オスプレイの各型は、米海兵隊を筆頭として、同空軍、海軍、そして陸上自衛隊に、合計400機以上が配備されている。その全機が飛行停止を強いられている現実は、
「技術的問題が深刻」
であることを示しており、これまでの“楽観論”を否定するものだ。
屋久島での墜落事故原因について公式の説明はまだないが、米防総省報道官は2月21に「現時点での飛行再開はない」と述べ、まだ先行きが不透明であることを示唆した。空軍特殊作戦司令部は「事故原因部品は判明しているが、その破損理由を追及する調査や分析を進めている」と述べ、一定の進捗(しんちょく)を訴えている。

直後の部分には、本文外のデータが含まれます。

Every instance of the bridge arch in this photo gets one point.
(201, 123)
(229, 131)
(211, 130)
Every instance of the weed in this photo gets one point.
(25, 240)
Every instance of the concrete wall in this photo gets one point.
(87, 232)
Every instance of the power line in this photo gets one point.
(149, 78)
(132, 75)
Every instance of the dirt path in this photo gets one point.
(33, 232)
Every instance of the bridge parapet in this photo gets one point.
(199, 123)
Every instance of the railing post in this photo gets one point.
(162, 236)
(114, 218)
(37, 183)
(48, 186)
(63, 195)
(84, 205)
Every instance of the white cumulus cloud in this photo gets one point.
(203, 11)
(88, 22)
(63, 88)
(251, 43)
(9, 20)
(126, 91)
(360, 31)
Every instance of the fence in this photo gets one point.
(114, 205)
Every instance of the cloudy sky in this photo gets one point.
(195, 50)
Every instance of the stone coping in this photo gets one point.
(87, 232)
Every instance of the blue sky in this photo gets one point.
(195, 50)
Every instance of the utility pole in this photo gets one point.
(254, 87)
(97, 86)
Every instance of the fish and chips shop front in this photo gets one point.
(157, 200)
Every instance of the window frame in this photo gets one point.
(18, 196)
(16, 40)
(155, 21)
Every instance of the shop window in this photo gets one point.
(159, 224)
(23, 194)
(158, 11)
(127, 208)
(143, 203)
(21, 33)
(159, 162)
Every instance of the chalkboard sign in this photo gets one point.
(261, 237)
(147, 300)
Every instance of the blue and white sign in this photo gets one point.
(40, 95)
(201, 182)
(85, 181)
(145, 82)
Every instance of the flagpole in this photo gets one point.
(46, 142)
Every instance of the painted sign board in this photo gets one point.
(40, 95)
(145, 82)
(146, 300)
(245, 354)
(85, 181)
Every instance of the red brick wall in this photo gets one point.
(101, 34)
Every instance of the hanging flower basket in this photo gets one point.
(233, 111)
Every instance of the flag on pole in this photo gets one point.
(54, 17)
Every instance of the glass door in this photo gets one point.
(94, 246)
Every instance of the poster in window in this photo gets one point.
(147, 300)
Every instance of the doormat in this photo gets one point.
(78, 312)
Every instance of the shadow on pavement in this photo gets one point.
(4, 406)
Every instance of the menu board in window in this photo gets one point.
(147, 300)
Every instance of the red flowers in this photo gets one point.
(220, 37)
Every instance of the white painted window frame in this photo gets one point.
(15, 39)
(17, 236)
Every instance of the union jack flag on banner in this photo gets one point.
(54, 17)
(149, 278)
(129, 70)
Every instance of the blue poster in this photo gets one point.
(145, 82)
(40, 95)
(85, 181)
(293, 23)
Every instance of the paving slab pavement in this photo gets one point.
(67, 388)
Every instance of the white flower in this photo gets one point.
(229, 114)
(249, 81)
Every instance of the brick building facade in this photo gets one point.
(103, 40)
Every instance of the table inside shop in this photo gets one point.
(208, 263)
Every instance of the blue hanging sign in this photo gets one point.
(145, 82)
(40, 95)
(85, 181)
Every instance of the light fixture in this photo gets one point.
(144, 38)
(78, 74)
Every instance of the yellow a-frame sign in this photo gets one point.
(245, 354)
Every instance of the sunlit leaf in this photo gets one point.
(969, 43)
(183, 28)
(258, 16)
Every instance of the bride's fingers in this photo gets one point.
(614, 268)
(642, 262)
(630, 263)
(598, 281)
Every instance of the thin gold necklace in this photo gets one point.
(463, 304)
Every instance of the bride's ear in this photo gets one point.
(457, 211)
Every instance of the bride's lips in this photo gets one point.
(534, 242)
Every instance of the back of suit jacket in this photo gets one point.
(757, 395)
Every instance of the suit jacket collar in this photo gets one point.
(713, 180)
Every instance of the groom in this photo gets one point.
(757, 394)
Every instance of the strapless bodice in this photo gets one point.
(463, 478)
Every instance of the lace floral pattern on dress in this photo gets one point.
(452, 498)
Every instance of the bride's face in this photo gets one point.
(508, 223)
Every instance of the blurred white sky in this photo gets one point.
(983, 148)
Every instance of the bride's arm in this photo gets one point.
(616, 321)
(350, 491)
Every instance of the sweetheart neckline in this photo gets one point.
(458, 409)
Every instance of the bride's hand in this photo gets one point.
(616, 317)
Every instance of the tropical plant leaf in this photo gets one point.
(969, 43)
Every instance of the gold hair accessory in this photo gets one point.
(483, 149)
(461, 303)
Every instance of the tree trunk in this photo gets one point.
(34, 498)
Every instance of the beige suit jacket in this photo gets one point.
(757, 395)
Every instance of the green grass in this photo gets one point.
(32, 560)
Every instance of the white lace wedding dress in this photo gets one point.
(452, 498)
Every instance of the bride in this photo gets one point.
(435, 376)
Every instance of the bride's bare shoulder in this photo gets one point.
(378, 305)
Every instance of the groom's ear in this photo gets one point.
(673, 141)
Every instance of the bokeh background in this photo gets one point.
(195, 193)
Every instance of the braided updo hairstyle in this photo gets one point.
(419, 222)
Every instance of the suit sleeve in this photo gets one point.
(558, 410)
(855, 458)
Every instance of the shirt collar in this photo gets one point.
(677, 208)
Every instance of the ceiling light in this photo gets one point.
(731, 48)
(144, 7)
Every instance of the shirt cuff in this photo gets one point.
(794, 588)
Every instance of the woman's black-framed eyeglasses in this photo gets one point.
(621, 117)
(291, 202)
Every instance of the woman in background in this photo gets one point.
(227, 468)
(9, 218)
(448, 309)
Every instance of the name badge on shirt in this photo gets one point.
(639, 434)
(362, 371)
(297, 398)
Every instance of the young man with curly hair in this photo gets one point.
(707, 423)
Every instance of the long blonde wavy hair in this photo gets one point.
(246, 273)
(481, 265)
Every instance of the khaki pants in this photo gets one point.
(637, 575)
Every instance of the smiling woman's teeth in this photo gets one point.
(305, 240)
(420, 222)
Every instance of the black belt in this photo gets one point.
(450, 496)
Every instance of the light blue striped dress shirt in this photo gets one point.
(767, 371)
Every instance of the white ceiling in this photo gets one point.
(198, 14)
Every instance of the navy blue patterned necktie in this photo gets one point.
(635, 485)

一方、こうした公式発表にやや先立つ形で、米NBCニュースは
「事故原因にはプロップローター・ギヤボックスの問題が関係しているらしい」
ことを報じている。プロップローター・ギヤボックスというのは、エンジンの駆動力をプロップローター(ローターを兼ねたプロペラ)に伝える歯車変速機だ。
NBCの報道では、ギヤボックス内の歯車(ギア)が欠けた可能性を示唆し、過去に起きたオスプレイの破片(チップ)検知事例を挙げている。しかし、航空機に使われているギヤボックスでも、摩耗によって小さな破片が出ることは珍しくない。
オスプレイに限らず、そうした破片がギヤボックス内で検知されると、警告灯が点灯するようになっている。もしNBCが示唆するようにギアのチップ検知があったとすれば、屋久島の事故は、このチップ警告によって緊急着陸を試み、着陸寸前に墜落したものと思われる。